I went to the grocery store and pharmacy. I supported local eateries, admittedly doing take out. I have to admit, I have not had interest in dining in, not because of current Covid conditions and infection rates, but rather learning how deficient many places were with cleaning (as we saw busing and table cleaning increase during the early stages of Covid, now tables and cleaning returning back to the regular unsavory conditions, under the guise of insufficient staffing… that is what really skeeves me out more than the Covid risk at this point).
I travelled with my daughters, and we did it following the recommendations. And it worked. I was more concerned with my goals that were ahead of me, than I was fighting over a president, any inefficiencies in preparations or assistance, claims of loss of freedom. I trusted my doctors and I cared about others. That was important to me. So what were my goals?



Before the pandemic, I had a list of long term goals, difficult as they were expected to reach given my health issues, that I wanted to see. The closest at the time, were seeing my daughters turn 18, and graduating high school. The last thing that I wanted was to be taken out by a disease named after a bad beer (apologies to those who actually like Corona, but I do not care for it).
There are three graduation photos. The first two were for my older daughter, because she had two different graduations, and one of those was held indoors, during a new wave of localized infections last year. The auditorium was packed with several thousand, barely anyone masked, except for me and a handful of others. Again, just like the surgeries, this was one risk I felt I needed to take. Of course Covid was still around a few weeks ago as my younger daughter graduated, but those graduations were held outdoors.
There is a huge difference between trying to prove a point, and making the decision when a risk was worth it. I have zero regrets about my decisions, and as I continue to wear a mask indoors, if that triggers anyone, tough shit. I recently witnessed a bank teller being harassed as she chose to continue to wear a mask. I do not know why she does, it is none of my business. But I respect her choice. As I wrote recently, my daughter works with a co-worker who is battling cancer, and chooses to wear a mask to protect her co-worker, as her co-worker wears a mask also.
Like everyone else, we are all tired of Covid.
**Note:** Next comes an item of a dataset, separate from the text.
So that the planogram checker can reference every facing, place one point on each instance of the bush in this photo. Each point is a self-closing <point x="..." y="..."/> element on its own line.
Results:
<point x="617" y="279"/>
We had limited time and efforts to eliminate it, but too many chose to either deny it or efforts to curtail it, so now we will deal with it forever. It is now clearly about individuals choosing to do the right thing for themselves, and hope that thoughtfulness and empathy will some day prevail. Though my list of long term goals has shortened, my next milestone is three years away, a college graduation. I know what has gotten me to this point, and as they say, “if it ain’t broke, don’t fix it.” I did not think I would set foot into a movie theater again, but I had a gift certificate to use. Pretty sure my concert days are over since ticket prices are now in the range from car payments to mortgage payments. The point is, I am doing what I want and am able to do. Just to make sure, I am going to knock on wood once more. You all be safe too.